Avec la loi de décentralisation du 2 mars 1982, qui marque véritablement l'émancipation des Départements, le Conseil Général devient une collectivité territoriale de plein exercice. Le principe de la libre administration des collectivités territoriales est posé par l'article 1er de la loi du 2 mars qui prévoit ainsi que « les communes, les départements et les régions s'administrent librement par des conseils élus ». Les principes posés par la loi du 10 août 1871 concernant l'élection des Conseillers Généraux sont conservés. Entre autres innovations fondamentales, la loi du 2 mars 1982 prévoit que le Président du Conseil Général, élu à la majorité absolue des membres du Conseil Général, est désormais l'exécutif du Département. C'est donc lui qui prépare et exécute désormais les délibérations du Conseil Général à la place du Préfet qui occupait jusqu'ici ces fonctions. Par ailleurs, la tutelle de l'administration préfectorale est supprimée et les actes pris par les autorités départementales deviennent exécutoires de plein droit. Ils peuvent néanmoins faire l'objet d'un contrôle a posteriori, notamment à l'occasion d'un recours juridictionnel.


2003-2004

Avec la loi constitutionnelle du 28 mars 2003 relative à l'organisation décentralisée de la République, une nouvelle étape vers une décentralisation renforcée est franchie. Cet « Acte II de la décentralisation » conforte le Département dans ses attributions et comme collectivité de proximité.
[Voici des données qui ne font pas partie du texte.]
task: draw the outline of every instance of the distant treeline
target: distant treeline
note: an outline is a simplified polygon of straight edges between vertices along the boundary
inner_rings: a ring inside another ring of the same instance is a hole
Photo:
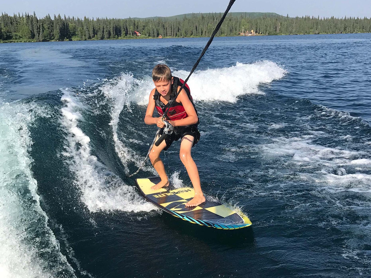
[[[72,18],[65,16],[50,15],[38,19],[30,15],[9,16],[1,13],[0,40],[41,42],[125,39],[136,36],[179,37],[209,37],[222,15],[220,13],[185,16],[181,20],[166,18],[142,20],[133,19]],[[238,17],[229,15],[217,36],[237,36],[243,30],[253,30],[265,35],[335,34],[371,33],[371,19],[365,17],[319,18],[287,16],[251,18],[243,14]]]

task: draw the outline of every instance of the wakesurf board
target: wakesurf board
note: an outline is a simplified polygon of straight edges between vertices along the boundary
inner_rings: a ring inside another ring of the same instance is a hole
[[[153,190],[151,187],[160,182],[160,178],[136,179],[144,198],[164,211],[184,220],[201,226],[224,230],[234,230],[252,225],[249,218],[217,201],[206,201],[197,206],[184,205],[194,195],[193,189],[168,187]],[[209,198],[210,199],[210,198]]]

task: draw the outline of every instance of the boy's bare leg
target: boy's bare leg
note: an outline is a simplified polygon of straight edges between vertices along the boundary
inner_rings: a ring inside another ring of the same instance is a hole
[[[198,206],[206,201],[201,190],[201,183],[200,181],[198,171],[191,155],[191,149],[194,140],[194,138],[192,135],[187,135],[182,138],[180,143],[180,151],[179,153],[180,160],[186,167],[194,189],[194,197],[186,204],[186,206]]]
[[[165,171],[165,166],[162,160],[160,158],[160,153],[166,146],[166,143],[164,140],[160,145],[157,147],[154,145],[150,153],[149,157],[152,165],[161,179],[161,181],[157,184],[151,187],[151,189],[155,190],[164,186],[169,186],[169,179]]]

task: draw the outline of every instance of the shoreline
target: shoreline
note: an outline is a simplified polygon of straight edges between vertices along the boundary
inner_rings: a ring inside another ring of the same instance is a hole
[[[252,36],[220,36],[215,37],[257,37],[260,36],[298,36],[302,35],[335,35],[341,34],[370,34],[371,33],[320,33],[319,34],[274,34],[270,35],[265,34],[257,34],[253,35]],[[30,39],[29,41],[22,41],[22,40],[3,40],[0,41],[0,43],[46,43],[46,42],[83,42],[83,41],[104,41],[104,40],[147,40],[147,39],[195,39],[197,38],[209,38],[210,37],[206,36],[197,36],[197,37],[162,37],[162,38],[152,37],[120,37],[116,39],[105,39],[103,40],[96,40],[95,39],[90,39],[88,40],[46,40],[43,41],[36,41],[31,40]],[[16,41],[19,40],[21,41]]]

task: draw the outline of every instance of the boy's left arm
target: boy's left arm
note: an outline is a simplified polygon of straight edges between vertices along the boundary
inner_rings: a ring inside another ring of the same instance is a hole
[[[169,123],[173,126],[183,126],[197,123],[198,121],[197,113],[184,89],[182,90],[178,95],[177,97],[177,101],[182,104],[188,116],[180,120],[169,121]]]

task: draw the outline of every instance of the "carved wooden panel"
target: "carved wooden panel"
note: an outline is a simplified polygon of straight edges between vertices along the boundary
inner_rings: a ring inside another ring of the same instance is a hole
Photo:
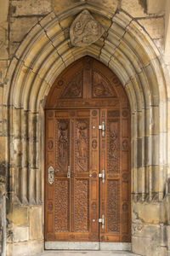
[[[120,125],[118,119],[107,120],[107,172],[119,172],[120,162]]]
[[[70,122],[68,119],[56,120],[56,171],[67,172],[69,166]]]
[[[69,180],[55,179],[55,232],[68,232],[70,230]]]
[[[107,232],[120,230],[120,185],[118,180],[107,180]]]
[[[75,231],[89,230],[89,181],[75,180]]]
[[[86,56],[59,76],[47,99],[45,151],[46,241],[130,241],[130,108],[108,67]]]
[[[76,119],[75,127],[75,172],[88,172],[89,119]]]

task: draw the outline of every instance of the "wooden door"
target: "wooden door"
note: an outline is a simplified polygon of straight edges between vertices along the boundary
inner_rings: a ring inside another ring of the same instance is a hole
[[[46,113],[46,241],[99,241],[99,118],[92,109]]]
[[[108,67],[84,57],[59,76],[45,152],[46,241],[130,241],[130,109]]]

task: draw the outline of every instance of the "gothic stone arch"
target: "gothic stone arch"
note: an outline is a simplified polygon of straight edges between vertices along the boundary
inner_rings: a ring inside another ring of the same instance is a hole
[[[102,17],[105,28],[110,15],[91,5],[87,9]],[[161,209],[166,200],[168,166],[167,92],[159,51],[142,27],[122,11],[105,28],[104,38],[88,47],[73,47],[66,31],[72,17],[82,9],[83,5],[67,9],[57,17],[52,12],[39,21],[19,47],[8,71],[3,96],[8,134],[5,137],[8,255],[20,255],[24,250],[32,254],[43,249],[44,104],[58,75],[86,55],[116,74],[131,105],[133,252],[141,253],[138,244],[144,234],[149,237],[142,240],[146,241],[144,247],[154,247],[154,242],[155,247],[159,247],[167,230],[162,223],[168,221],[167,215],[161,214]],[[156,241],[150,229],[160,234]],[[14,236],[20,231],[22,243]]]

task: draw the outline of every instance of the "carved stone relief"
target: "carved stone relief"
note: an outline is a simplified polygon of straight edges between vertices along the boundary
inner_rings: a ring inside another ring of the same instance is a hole
[[[82,71],[74,74],[71,81],[67,83],[61,93],[60,98],[82,98]]]
[[[116,97],[115,90],[99,71],[93,71],[93,97]]]
[[[85,47],[99,39],[104,32],[101,25],[85,9],[71,26],[71,42],[74,46]]]

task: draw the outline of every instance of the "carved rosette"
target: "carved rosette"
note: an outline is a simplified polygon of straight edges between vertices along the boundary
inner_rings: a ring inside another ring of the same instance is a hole
[[[71,26],[71,42],[74,46],[86,47],[99,40],[104,32],[101,25],[85,9]]]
Par ailleurs, avec la loi du 13 août 2004 relative aux libertés et responsabilités locales, certaines de ses compétences sont élargies (par exemple la voirie, avec le transfert d'une large partie du réseau de routes nationales ou encore l'éducation avec la détermination de la carte des secteurs scolaires). Il s'affirme également comme chef de file de l'action sociale (gestion et mise en oeuvre du RSA, définition et mise en oeuvre de la politique de protection sanitaire de la famille et de l'enfance et de l'aide aux personnes âgées). Plus globalement, cette nouvelle étape de la décentralisation tend à développer la démocratie participative en France, à travers différents droits et principes comme l'expérimentation, le référendum local, l'autonomie financière, la subsidiarité.